ComfyUI Serverless Worker CUDA Errors
Some serverless workers run into runtime cuda errors and fail silently. Is there anyway to tackle this? Can I somehow get runpod to fire me a webhook so I can atleast retry? Any solutions to make serverless more predictable?
How are people deploying production level comfyui inference on serverless? Am I doing something wrong?
12 Replies
can you send the error?
I might have the same thing
Traceback (most recent call last):
File "/comfyui/main.py", line 132, in <module>
import execution
File "/comfyui/execution.py", line 14, in <module>
import comfy.model_management
File "/comfyui/comfy/model_management.py", line 221, in <module>
total_vram = get_total_memory(get_torch_device()) / (1024 * 1024)
^^^^^^^^^^^^^^^^^^
File "/comfyui/comfy/model_management.py", line 172, in get_torch_device
return torch.device(torch.cuda.current_device())

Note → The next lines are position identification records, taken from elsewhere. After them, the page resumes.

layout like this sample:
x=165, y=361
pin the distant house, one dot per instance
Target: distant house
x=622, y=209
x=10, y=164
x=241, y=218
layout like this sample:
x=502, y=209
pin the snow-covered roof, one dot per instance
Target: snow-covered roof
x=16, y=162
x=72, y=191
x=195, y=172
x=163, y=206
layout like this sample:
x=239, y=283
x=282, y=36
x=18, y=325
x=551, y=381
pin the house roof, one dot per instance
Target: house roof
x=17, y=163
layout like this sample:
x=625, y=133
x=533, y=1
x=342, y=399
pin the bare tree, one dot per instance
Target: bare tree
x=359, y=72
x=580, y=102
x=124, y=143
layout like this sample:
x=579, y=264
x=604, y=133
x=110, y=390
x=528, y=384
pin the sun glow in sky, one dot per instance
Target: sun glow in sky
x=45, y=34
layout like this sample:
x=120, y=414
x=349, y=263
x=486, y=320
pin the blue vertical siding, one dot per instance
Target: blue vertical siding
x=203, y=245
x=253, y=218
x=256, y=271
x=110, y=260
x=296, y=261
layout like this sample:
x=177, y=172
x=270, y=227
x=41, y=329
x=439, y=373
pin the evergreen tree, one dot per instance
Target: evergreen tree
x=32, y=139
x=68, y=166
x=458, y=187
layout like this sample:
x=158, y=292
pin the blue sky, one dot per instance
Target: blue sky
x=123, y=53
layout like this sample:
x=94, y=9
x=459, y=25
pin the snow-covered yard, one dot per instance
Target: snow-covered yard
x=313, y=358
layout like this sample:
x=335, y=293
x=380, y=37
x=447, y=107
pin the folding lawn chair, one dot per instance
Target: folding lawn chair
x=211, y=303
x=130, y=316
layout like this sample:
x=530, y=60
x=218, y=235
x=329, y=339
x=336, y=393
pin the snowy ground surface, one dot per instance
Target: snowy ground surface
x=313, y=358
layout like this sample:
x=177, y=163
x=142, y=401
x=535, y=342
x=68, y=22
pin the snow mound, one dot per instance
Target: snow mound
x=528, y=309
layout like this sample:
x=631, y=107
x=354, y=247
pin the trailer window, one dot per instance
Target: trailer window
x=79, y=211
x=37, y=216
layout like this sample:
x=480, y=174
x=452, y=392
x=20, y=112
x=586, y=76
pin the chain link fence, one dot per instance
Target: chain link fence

^^^^^^^^^^^^^^^^^^^^^^^^^^^
File "/opt/venv/lib/python3.12/site-packages/torch/cuda/init.py", line 1071, in current_device
_lazy_init()
File "/opt/venv/lib/python3.12/site-packages/torch/cuda/init.py", line 412, in _lazy_init
torch._C._cuda_init()
RuntimeError: CUDA driver initialization failed, you might not have a CUDA gpu.
Happens like 25 seconds into execution, and there is no pattern to it. Happens randomly to a worker. And the worst part is that when there are a bunch of requests lined up, it eats up all the requests and silently fails all of them....
Unknown User•2mo ago
Message Not Public
Sign In & Join Server To View
@MassterOogway
Escalated To Zendesk
The thread has been escalated to Zendesk!
Ticket ID: #22895
switching to 4090 solved it for me
check here
https://discord.com/channels/912829806415085598/1412115196129841172/1412115196129841172
My workflow is such that it performs extremely well on 5090 vs 4090, I cannot lose that efficiency man
Like from my account?
I prefer it too, it just doesnt work atm and I need it
Unknown User•2mo ago
Message Not Public
Sign In & Join Server To View
Started happening to me too lately. I use CUDA 12.6 image and 4090
I'm having the same issue. Could you please tell me if there's a way to fix it?
use cuda 12.6-12.8 as 12.9 seem very unstable
I talked to runpod support, the guy told me to use 12.8
havnt had any problems ever since
5090 4090 all fine